In JoonsukPark/RHybrid: Rhybrid

$\texttt{hybridpower}$ is an R package that implements the idea of Bayesian-classical (BC) hybrid power analysis that was introduced by Pek & Park (2019). Specifically, it allows users to compute the BC hybrid power for popular statistical testing procedures such as t-test and ANOVA. For compatibility purposes, it can also compute classical power, sometimes by performing large numbers of Monte Carlo (MC) simulations. In this document, we provide the technical details about the package, as well as showcasing how to use each submodule.

Note that $\texttt{hybridpower}$ does not compute sample size for a given level of power, contrary to other existing power analysis packages. To obtain a recommended sample size for a target level of power, one can rely on a method such as linear interpolation.

Organization of the package

The package follows the object-oriented paramdigm (OOP). That is, there is a parent class for all the BC hybrid power analysis submodules. The parent class is called HybridPower. Every children class for tests like t-test or sign test inherits HybridPower. This design natually fits the structure of power analysis because every power analysis requires inputs such as sample size, significance level, alternative hypothesis, and so on. Plus, in case of BC hybrid power analysis, prior distributions need to be specified and the power analysis submodules share common types of possible prior distributions such as normal or prior. The user does not need to interact with the parent class, however, and only need to deal with a children class that computes power for a specific testing procedure.

Initializing a BC hybrid power analysis instance

Before computing power, one needs to initialize a power analysis instance. Common inputs to the power analysis submodules include sample size, alpha (significance level), effect size, and the alternative hypothesis if necessary. To compute classical power only, it is not required to provide prior distributions. For example, in case of t-test, the following is a minimal example of doing classical power analysis:

x_classical <- hp_ttest$new(
  ns = seq(10, 90, 10),
  d = 0.5
)
x_classical$classical_power()

The default values of the alternative hypothesis and the significance level are 'two.sided' and 0.05, respectively. One can change this by explicitly providing a value while initializing. Or one can change the values stored in the instances and assign new values to them, for example,

x_classical$d <- 0.1
x_classical$alt <- 'one.sided'
x_classical$alpha <- 0.01

That can be done for other types of classes, too.

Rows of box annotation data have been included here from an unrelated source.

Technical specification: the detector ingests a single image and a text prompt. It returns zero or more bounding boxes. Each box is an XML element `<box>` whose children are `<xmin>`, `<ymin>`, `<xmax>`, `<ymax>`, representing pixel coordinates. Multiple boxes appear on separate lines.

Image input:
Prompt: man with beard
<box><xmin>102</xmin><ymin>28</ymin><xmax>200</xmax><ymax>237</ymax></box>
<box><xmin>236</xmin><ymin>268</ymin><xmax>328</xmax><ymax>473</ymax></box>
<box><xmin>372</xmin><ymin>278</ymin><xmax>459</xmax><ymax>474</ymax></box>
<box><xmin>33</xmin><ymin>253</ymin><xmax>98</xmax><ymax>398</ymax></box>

To compute BC hybrid power, one also needs to provide type of the prior and the parameters for the prior. Types of possible priors for the classes are listed in the aforementioned manuscript. The following is an example of doing BC hybrid power analysis:

x_hybrid <- hp_ttest$new(
  ns = seq(10, 90, 10),
  n_prior=1000,
  prior = 'normal',
  prior_mu = 0.1,
  prior_sigma = 0.1,
  alpha=0.05,
  d=0.1,
  sd=.1
)
x_hybrid$hybrid_power()
x_hybrid$assurance()
x_hybrid$boxplot()
x_hybrid$power_quantiles()
x_hybrid$assurance_level()

In the instance $\texttt{x_hybrid}$, note that parameters regarding the prior are added. $\texttt{n_prior}$ is the number of draws from the prior; the default value of it is 100, but the user will need to increase it to obtain more accurate power. The type of the prior is normal and the parameters are specified in $\texttt{prior_mu}$ and $\texttt{prior_sigma}$. After creating the instance, one needs to run the $\texttt{\$hybrid_power}$ method to generate BC hybrid power and store them in $\texttt{\$output}$ to run other methods such as the following:

$\texttt{assurance()}$ returns the assurance values for the sample sizes.
$\texttt{boxplot()}$ returns boxplots of the generated BC hybrid power values.
$\texttt{power_quantiles()}$ returns quantiles of the hybrid power values. By default, percentiles corresponding to 0, 25, 50, 75, and 100 are returned. One can explicitly provide the thresholds while initializing the instance by, for example,

quantiles = c(.1, .5, .9)

$\texttt{boxplot()}$ displays boxplots of the generated BC hybrid power values.
$\texttt{assurance_level()}$ returns what is called the $\texttt{assurance levels}$ in the literature (Du & Wang, 2016). See the article for details. One can provide thresholds for that during initialization of the instance, e.g.,

assurance_level_props = c(.1, .5, .8)

These methods can be used for other tests than t-test, of course. From now on, we introduce each submodule in turn.

t-test

We just saw an example of doing BC hybrid power analysis for t-test. In this section, we provide more details about the class for t-test, $\texttt{hp_ttest}$.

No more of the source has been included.